Gov't jobs? Usually all union. Kiss a** to get a p/t shift, kiss some more and wait by your phone for the on-call shifts, and maybe in as few as 5 years you can actually get 3 0r 4 consecutive 160 hr mths to qualify for f/t. position. And then they'll privatize the whole thing and you can start all over again......,
I am in contact with Kelsey still..and the info I have is still limited due to confidentiality.
I have also checked the site..same shit.
It's okay, I'llet figure it out.
In regards to jobs...well, I guess this is the kitchen industry......
Hello all I have study for my red seal I kept coming short need some help 780-594-5584
can you please send it to me
thank you soooooo much
Is there some urban myth about someone sending out mock exams for free?
You are "challanging" the red seal. That means the I. T.A. is assuming that you know what to expect on the test, and that you have taken steps to educate yourself on the whole process.
This is the one gov't recognized qualification that thr Cdn hospitality industry has, the Americans don't even have one. Don't make this a joke by expecting a cheat sheet in your email inbox.
Hope this helps. Usually I tell requesters like you to buy their "papers"in packs of 24 or48 (double ply) at the supermarket
I am a line cook and getting ready for my red seal exam, can you kindly send me some of the mock test to practice on that b4 my exam?
i will really appreciate it,if i get some from someone very experience like you.
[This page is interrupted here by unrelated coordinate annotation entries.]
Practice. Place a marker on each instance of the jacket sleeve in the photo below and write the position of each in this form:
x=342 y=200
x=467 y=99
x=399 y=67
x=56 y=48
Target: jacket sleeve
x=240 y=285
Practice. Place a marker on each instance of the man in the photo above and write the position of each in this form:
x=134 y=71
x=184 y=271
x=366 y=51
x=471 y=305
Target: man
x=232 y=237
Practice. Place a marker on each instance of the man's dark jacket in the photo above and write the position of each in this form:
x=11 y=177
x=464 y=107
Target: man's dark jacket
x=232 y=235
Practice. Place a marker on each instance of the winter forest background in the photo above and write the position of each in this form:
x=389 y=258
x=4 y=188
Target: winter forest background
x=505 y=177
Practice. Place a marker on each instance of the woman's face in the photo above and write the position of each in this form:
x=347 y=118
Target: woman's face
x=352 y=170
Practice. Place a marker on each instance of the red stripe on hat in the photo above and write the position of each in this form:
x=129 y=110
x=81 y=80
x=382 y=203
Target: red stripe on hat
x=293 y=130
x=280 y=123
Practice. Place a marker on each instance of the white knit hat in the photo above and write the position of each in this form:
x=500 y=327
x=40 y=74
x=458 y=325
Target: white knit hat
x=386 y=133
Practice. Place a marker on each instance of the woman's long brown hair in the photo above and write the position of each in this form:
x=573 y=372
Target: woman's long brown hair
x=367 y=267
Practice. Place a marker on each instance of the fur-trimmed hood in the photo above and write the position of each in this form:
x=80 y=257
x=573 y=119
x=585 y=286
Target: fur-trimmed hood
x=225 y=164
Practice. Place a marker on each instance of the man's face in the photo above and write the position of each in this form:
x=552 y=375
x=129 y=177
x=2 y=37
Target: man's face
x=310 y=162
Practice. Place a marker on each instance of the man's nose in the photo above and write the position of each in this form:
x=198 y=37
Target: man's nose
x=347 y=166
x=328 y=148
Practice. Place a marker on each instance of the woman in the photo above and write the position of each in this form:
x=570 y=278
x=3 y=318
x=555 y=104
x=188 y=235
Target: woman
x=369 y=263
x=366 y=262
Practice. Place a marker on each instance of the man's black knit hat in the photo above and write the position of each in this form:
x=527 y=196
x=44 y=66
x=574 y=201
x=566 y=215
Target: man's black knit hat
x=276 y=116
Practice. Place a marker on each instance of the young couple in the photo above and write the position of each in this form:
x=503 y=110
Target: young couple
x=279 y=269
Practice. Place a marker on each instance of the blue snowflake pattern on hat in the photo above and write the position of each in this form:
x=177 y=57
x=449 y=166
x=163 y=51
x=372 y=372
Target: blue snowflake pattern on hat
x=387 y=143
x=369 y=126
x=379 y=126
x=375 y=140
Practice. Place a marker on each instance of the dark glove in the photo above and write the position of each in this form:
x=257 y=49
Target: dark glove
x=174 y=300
hope to hear from you soon.
Hi to all Chefs! I'm from Barcelona, and I've been cooking for 9 years 2 of those spent at school to gain my certifications . Now to become a certified cook in Canada I have to get the Alberta Qualification Certificate because apparently my Cook certificate from Spain doesn't mean anything in Canada (which I totally respect) which I believe is the same exam as the Red Seal. I've gone through the Professional Cooking 7th Edition and paid $100 at 2 different websites to get some sample questions. The thing is I just wanted to know any advice from chefs that actually did the test (passed or not passed) to be ready and to know what to expect on the questions.
Thanks in advance!
Government test here in the states have to list the sources for testing standards. Maybe if you could find what the heck they are using for source material for their questions you might fare better.